This spring, I’m auditing a class from the University of Washington’s graduate school of communication: COMMLD 540: Mastering the Art & Science of Professional Communication. As part of the curriculum, we post weekly commentary on current events, analyzing the communication and business strategies behind each news piece. This week I analyzed the launch of Disney Plus, as covered in this article from the New York Times.
Yesterday, Disney revealed their new streaming service Disney Plus. It launched November 12th, costs $7 per month, and features content from Disney, Pixar, Star Wars, Marvel, and 20th Century Fox.
The New York Times describes it as a lavish, three and a half hour presentation on the Disney lot. Disney’s primary audience for the event? Wall Street analysts.
Disney Plus is Disney’s answer to Netflix.
Earlier this year, Netflix surpassed Disney in market cap to become the world’s most valuable media company. Over the past five years, Netflix’s stock climbed an astonishing 610%. Disney’s grew 62%, about than 1/10th of Netflix’s return.
Although Disney Plus won’t launch for another seven months, early reactions suggest Disney’s announcement is working. Disney stock soared and Netflix sank. Disney reclaimed the throne of most valuable media company, at least for the time being.
Disney’s fight against Netflix poses long-term strategic and brand questions.
For instance: through licensing and producing a wide range of media, Netflix positions itself as a one stop shop for at home video content. They produce family friendly content like A Series of Unfortunate Events and Lost in Space. They produce dark, twisted, and violent shows like Stranger Things, Bojack Horseman, and Mindhunter.
Disney on the other hand is synonymous with family entertainment. It’s hard to imagine their logo ahead of a cynical political thriller like House of Cards.
If Disney Plus sticks to its wholesome brand, it could lose out on market share of the streaming market. Many adult viewers will keep Netflix as their default streaming service.
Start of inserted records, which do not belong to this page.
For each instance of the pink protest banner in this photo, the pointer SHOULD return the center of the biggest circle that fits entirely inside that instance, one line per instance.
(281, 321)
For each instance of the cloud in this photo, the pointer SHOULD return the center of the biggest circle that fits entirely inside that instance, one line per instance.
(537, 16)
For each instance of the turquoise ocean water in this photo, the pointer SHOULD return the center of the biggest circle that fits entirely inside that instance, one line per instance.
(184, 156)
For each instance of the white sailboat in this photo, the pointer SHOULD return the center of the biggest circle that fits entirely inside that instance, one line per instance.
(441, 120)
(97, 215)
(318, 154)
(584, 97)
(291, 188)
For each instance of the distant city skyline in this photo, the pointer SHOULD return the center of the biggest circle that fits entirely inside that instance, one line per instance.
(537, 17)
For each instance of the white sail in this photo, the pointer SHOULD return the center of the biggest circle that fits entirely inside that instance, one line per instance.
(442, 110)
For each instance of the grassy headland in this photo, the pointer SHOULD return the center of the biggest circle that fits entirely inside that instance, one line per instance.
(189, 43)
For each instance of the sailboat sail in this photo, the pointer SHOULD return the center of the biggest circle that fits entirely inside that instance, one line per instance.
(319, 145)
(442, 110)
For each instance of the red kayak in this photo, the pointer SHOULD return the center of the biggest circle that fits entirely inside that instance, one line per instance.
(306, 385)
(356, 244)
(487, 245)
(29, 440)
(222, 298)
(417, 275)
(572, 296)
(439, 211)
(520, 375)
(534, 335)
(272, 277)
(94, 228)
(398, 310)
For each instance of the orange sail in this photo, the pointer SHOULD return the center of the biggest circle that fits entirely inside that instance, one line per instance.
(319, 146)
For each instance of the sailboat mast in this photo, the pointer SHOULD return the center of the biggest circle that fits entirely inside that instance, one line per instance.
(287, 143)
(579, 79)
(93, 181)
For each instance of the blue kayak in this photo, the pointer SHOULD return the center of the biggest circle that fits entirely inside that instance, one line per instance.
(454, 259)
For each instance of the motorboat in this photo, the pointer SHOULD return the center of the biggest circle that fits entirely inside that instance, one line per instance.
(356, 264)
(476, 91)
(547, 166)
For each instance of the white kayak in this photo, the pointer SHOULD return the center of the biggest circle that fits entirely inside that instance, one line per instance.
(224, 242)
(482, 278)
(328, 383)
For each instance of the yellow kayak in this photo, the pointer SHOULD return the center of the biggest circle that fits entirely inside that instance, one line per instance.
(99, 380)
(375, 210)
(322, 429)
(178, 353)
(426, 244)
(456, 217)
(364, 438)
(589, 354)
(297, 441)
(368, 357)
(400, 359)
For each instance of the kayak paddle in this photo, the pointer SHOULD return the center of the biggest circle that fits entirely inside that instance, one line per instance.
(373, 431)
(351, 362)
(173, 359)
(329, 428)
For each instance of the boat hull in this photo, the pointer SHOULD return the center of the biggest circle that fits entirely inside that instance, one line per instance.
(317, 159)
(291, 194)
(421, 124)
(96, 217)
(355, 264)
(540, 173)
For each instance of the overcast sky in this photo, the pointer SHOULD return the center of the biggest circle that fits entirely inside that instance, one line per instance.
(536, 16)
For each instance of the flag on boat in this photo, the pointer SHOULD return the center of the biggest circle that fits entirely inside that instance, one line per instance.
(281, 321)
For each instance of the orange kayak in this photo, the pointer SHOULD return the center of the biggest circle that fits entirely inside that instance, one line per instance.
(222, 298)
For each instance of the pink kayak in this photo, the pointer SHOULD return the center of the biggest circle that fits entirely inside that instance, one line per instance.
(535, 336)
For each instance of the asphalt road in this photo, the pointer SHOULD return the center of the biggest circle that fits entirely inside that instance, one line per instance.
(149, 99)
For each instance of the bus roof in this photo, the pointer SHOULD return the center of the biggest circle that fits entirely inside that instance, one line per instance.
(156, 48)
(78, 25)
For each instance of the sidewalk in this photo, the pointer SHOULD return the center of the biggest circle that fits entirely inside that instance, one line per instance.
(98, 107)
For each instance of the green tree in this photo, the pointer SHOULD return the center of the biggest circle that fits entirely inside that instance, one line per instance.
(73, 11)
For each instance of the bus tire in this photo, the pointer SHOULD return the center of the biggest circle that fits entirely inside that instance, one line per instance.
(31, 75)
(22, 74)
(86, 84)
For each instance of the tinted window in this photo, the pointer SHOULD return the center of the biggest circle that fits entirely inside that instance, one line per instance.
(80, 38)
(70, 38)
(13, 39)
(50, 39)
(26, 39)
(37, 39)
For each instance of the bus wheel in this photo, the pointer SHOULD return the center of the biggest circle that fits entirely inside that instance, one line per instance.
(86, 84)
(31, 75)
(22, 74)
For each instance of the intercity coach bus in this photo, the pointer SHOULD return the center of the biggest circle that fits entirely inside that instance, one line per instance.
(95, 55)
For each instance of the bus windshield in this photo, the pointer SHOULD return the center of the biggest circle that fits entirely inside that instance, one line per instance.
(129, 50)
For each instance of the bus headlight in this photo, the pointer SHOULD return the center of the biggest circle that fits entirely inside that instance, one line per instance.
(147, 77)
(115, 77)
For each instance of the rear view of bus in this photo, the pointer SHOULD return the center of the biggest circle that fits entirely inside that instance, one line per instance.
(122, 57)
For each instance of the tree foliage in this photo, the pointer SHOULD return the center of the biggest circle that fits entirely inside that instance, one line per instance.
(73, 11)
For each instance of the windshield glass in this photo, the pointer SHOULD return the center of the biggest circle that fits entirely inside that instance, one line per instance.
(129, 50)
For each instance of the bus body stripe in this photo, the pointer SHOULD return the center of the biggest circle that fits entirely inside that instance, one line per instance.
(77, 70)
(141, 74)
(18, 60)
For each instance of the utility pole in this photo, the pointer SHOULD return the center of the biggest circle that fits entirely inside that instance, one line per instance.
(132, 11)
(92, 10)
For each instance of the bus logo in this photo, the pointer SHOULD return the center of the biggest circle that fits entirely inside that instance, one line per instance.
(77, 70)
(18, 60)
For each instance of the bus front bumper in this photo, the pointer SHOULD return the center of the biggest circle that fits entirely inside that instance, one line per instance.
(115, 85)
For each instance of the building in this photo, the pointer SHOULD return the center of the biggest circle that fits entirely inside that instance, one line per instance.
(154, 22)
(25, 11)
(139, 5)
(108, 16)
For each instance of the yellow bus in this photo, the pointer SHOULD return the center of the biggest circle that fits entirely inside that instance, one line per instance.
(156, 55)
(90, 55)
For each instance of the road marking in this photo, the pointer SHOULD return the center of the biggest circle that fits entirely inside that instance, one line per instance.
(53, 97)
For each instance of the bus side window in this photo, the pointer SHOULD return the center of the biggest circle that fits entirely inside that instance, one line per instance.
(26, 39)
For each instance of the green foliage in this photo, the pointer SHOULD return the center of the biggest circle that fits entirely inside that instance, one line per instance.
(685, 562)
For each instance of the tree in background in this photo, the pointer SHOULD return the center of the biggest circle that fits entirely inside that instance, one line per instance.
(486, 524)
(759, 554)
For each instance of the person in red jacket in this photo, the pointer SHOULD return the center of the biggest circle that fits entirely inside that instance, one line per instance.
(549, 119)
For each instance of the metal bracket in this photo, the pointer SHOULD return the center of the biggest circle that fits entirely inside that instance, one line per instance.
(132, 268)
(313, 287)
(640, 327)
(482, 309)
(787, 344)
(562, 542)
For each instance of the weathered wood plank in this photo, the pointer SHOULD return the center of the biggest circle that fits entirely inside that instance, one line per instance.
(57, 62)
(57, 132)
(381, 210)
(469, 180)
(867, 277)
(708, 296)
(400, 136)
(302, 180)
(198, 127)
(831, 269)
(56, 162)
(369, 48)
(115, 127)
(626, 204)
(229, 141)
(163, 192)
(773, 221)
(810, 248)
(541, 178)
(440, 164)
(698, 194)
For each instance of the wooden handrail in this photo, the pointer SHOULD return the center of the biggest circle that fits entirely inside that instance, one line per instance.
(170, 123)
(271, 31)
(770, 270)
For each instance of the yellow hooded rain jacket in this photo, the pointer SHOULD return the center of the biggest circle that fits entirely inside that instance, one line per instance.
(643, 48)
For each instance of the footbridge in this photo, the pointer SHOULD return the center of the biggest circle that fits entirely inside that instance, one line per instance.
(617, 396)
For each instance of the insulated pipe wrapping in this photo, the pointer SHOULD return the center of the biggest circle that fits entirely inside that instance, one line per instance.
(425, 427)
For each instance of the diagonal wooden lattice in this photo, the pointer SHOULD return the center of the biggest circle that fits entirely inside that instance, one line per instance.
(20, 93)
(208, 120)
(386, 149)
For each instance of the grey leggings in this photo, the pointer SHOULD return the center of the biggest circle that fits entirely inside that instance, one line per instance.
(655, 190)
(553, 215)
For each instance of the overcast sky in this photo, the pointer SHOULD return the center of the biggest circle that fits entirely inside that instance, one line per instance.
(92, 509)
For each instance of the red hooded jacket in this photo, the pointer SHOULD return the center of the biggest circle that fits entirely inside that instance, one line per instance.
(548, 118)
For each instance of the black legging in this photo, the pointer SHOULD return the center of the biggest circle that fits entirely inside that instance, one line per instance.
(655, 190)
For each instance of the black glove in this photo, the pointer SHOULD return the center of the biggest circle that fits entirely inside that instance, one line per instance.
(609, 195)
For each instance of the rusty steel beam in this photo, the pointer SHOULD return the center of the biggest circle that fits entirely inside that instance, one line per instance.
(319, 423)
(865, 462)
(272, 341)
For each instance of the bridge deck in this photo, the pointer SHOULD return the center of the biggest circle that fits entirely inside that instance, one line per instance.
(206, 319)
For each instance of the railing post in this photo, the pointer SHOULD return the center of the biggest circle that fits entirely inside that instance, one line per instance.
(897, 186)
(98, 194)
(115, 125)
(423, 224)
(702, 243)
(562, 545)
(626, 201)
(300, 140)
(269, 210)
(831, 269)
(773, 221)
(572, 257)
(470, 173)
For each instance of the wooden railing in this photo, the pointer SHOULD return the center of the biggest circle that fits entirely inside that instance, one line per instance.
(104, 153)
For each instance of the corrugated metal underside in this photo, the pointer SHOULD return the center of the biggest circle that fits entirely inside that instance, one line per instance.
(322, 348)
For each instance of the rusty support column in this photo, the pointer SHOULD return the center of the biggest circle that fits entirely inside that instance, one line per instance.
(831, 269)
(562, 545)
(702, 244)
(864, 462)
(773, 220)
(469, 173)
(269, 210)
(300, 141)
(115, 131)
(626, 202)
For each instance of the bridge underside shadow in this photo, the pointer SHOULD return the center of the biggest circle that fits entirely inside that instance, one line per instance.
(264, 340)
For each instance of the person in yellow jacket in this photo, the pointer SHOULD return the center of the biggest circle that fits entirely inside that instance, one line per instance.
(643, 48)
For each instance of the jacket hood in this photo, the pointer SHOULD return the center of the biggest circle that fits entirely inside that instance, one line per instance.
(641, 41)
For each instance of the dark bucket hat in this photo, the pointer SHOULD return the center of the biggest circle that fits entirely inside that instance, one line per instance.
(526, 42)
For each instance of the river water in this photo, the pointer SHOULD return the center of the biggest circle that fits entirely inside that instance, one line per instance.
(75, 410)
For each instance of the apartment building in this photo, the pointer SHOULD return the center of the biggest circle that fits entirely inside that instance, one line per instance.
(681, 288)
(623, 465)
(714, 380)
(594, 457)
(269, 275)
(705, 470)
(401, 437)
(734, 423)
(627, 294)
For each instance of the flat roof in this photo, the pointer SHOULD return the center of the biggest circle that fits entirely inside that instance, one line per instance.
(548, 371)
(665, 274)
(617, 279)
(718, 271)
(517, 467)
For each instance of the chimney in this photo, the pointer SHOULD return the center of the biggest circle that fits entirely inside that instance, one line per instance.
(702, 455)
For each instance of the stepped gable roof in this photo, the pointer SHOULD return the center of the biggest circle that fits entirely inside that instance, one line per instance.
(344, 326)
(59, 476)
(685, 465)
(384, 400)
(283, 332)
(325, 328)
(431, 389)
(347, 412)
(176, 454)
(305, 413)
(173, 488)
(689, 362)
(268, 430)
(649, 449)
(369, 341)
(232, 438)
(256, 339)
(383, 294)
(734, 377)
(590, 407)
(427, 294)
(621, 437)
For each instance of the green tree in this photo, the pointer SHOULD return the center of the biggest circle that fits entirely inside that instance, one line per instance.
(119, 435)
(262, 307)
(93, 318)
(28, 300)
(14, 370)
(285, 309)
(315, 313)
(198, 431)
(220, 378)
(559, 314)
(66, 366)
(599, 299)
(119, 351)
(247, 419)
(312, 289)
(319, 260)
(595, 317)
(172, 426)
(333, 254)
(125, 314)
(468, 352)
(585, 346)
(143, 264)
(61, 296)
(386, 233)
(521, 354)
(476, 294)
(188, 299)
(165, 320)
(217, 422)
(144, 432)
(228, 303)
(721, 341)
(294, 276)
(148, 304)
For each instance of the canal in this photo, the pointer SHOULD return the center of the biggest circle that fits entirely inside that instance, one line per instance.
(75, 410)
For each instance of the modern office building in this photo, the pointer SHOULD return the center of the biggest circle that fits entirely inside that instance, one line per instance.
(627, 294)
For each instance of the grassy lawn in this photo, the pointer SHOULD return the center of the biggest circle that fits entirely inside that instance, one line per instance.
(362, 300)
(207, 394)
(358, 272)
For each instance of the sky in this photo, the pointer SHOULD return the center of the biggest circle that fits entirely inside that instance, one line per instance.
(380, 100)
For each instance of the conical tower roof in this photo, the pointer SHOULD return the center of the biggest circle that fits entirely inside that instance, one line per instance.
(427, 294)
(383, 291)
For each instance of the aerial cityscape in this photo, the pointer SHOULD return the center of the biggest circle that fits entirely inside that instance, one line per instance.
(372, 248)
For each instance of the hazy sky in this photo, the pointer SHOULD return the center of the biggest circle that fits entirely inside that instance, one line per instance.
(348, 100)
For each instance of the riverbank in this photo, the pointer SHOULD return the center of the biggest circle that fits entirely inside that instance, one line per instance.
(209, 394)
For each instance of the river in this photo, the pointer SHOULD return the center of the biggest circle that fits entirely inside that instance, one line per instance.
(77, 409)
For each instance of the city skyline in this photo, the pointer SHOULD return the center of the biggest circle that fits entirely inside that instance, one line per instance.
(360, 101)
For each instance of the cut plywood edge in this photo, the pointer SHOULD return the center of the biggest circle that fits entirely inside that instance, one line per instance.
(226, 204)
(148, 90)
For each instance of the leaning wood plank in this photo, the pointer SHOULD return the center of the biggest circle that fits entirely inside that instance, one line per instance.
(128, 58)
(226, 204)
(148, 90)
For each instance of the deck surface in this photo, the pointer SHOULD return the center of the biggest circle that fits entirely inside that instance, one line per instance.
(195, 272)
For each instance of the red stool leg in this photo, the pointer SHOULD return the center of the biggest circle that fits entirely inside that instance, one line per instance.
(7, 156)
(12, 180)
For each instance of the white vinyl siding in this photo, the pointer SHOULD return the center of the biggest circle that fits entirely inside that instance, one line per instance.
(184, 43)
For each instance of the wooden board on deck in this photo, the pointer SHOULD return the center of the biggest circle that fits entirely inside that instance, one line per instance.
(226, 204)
Disney Plus could be seen as a “nice to have” streaming option — something viewers open only they’ve browsed Netflix’s catalogue.
If Disney Plus ventures into darker programming, it could tarnish Disney’s family friendly reputation — a brand Disney built over the past century to be one of the most revered icons in the world.
It will be tough for Disney to have it both ways, but I suspect they will try to thread the needle carefully.